CDAP - AC.2011.0165 - 2012-05-15 - MIDDELKOOP /Municipalité de Le Vaud, ZARANDIA

15 mai 2012Français13 min

Source vd.ch

Faits

Vu les faits suivants

A.

Paul et Belinda Middelkoop sont copropriétaires

de la parcelle n° 551 de la commune de Le Vaud. Vakhtang et Monique Zarandia

sont copropriétaires de la parcelle voisine n° 553-4 de Le Vaud. Ces deux

parcelles, situées en zone de villas et chalets, comprennent chacune une villa

et un jardin.

Le 9 août 2010, Vakhtang et Monique

Zarandia ont demandé l'autorisation de poser un mât porte-drapeau dans leur

jardin. La Municipalité de Le Vaud leur a répondu le 17 août 2010 que cet objet

n'était pas soumis à autorisation et qu'ils avaient "toute liberté de

planter [leur] mât où bon [leur] sembl[ait]".

B.

Le 13 mai 2011, Vakhtang et Monique Zarandia ont

fait ériger leur mât porte-drapeau dans leur jardin, à une cinquantaine de

centimètres de la clôture et de la haie de la propriété de Paul et Belinda

Middelkoop. Ces derniers (ci-après: les opposants) ont écrit le 19 mai 2011 à

la municipalité pour s'y opposer.

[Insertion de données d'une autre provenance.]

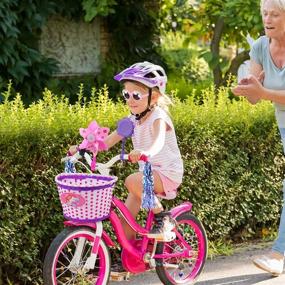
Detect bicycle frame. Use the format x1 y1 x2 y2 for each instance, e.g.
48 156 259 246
64 197 192 273
64 152 192 273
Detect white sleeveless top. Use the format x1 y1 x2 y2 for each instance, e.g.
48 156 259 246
131 106 183 183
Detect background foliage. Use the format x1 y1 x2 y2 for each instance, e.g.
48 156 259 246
0 86 284 284
161 0 263 86
0 0 159 102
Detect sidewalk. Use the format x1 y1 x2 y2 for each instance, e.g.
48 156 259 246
110 244 285 285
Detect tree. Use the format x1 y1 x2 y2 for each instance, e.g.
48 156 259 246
161 0 262 87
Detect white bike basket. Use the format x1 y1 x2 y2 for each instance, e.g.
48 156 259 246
55 173 117 222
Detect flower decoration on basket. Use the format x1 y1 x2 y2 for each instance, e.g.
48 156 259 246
79 121 109 171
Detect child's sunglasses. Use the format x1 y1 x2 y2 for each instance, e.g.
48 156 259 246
122 89 149 101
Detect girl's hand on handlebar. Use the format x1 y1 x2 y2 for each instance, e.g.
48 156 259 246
129 149 145 163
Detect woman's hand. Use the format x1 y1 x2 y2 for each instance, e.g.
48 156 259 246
68 145 78 156
232 73 264 104
129 149 144 163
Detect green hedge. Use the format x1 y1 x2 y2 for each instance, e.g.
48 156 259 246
0 84 284 284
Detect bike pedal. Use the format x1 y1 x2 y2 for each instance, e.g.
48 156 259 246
155 232 176 242
110 271 131 282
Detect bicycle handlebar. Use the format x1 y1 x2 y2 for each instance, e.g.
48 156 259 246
61 150 148 175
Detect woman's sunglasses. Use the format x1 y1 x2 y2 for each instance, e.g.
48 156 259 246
122 89 149 101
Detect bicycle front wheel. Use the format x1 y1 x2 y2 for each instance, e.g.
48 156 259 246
156 213 207 285
43 227 111 285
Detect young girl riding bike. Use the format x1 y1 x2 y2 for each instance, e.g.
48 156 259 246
69 61 183 241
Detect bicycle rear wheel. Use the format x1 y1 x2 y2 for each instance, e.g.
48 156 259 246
156 213 207 285
43 227 110 285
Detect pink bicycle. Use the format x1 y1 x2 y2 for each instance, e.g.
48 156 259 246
43 152 207 285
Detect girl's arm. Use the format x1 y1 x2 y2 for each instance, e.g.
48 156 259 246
104 131 122 149
130 119 167 163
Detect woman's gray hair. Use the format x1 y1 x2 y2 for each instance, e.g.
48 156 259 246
260 0 285 13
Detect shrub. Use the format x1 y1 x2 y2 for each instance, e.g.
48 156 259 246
0 84 284 284
182 57 210 83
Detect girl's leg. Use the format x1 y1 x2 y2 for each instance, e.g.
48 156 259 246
121 172 164 239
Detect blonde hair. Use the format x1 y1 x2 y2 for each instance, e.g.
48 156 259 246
157 92 173 112
123 80 173 113
260 0 285 13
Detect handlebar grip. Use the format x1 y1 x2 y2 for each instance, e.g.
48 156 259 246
128 154 148 162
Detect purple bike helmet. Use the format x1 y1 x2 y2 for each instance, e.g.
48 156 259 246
114 61 167 94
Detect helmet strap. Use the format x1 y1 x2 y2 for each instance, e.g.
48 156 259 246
132 88 154 121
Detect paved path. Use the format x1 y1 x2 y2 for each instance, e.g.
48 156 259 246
110 242 285 285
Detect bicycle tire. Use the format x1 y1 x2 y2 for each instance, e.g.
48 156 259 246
156 212 208 285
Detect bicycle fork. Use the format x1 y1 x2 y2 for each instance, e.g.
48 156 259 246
69 221 103 272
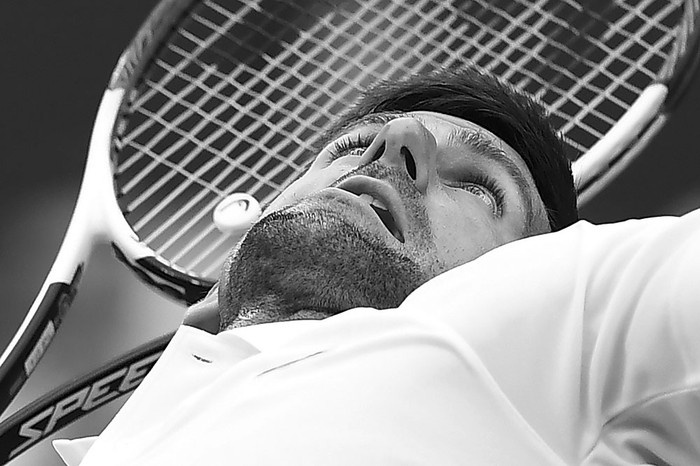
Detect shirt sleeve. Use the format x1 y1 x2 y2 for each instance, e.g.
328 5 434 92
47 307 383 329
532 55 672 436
402 211 700 464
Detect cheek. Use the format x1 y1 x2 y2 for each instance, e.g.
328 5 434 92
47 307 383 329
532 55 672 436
428 194 508 268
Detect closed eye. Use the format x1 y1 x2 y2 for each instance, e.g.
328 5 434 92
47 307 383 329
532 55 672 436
448 176 505 217
328 134 374 163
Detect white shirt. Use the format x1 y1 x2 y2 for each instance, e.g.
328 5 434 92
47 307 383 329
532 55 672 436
54 212 700 466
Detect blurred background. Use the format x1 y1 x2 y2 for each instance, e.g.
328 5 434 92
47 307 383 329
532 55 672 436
0 0 700 466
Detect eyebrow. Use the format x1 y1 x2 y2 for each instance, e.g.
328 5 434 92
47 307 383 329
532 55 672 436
447 128 535 228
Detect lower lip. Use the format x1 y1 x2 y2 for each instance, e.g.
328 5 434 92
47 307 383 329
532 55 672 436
318 188 398 242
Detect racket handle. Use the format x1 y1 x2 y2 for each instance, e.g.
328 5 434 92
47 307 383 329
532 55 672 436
0 270 83 414
0 333 174 464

Ils ont exposé en substance que le mât, d'une

hauteur estimée à 6 mètres, ne se trouve "qu'à quelques 44 centimètres

de la limite légale de propriété", que des drapeaux d'une longueur

bien supérieure à cinquante centimètres y flottent et, selon la direction du

vent, "transgressent la limite de propriété, et survolent [leur] jardin",

qu'ils n'ont pas été informés par leurs voisins et qu'ils ne consentaient pas à

cette construction et faisaient opposition. Le 31 mai 2011, la municipalité

leur a répondu que ce problème relevait du droit privé et de la compétence du juge

de paix.

Les opposants ont contesté cette

analyse par lettre du 9 juin 2011, demandant "le démantèlement du mât

litigieux". Le 22 juin 2011, la municipalité a confirmé son précédent

courrier. Par lettre de l'assurance de protection juridique de Vakhtang et

Monique Zarandia du 28 juin 2011, les opposants ont eu connaissance de la

lettre du 17 août 2010 par laquelle la Municipalité avait décidé qu'une

autorisation n'était pas nécessaire pour ériger le mât.

C.

Par acte du 1er juillet 2011, les

opposants ont fait recours contre les décisions de la Commune de Le Vaud du 17

août 2010 et du 31 mai 2011. Ils concluent à l'annulation de ces décisions et,

principalement, à ce que Vakhtang et Monique Zarandia déplacent leur mât,

subsidiairement, à ce que ceux-ci fassent une demande de permis de construire le

mât à son emplacement actuel, plus subsidiairement, à ce que leur mât soit

soumis à autorisation avec dispense d'enquête publique. La Municipalité, ainsi

que Vakhtang et Monique Zarandia, ont conclu au rejet du recours.

Considérants

1.

La procédure est en principe écrite mais, lorsque

les besoins de l'instruction l'exigent, le tribunal peut tenir une audience et

recourir à une inspection locale (art. 27 al. 1 et 2, art. 29 al. 1 let. b de

la loi du 28 octobre 2008 sur la procédure administrative, LPA-VD; RSV 173.36).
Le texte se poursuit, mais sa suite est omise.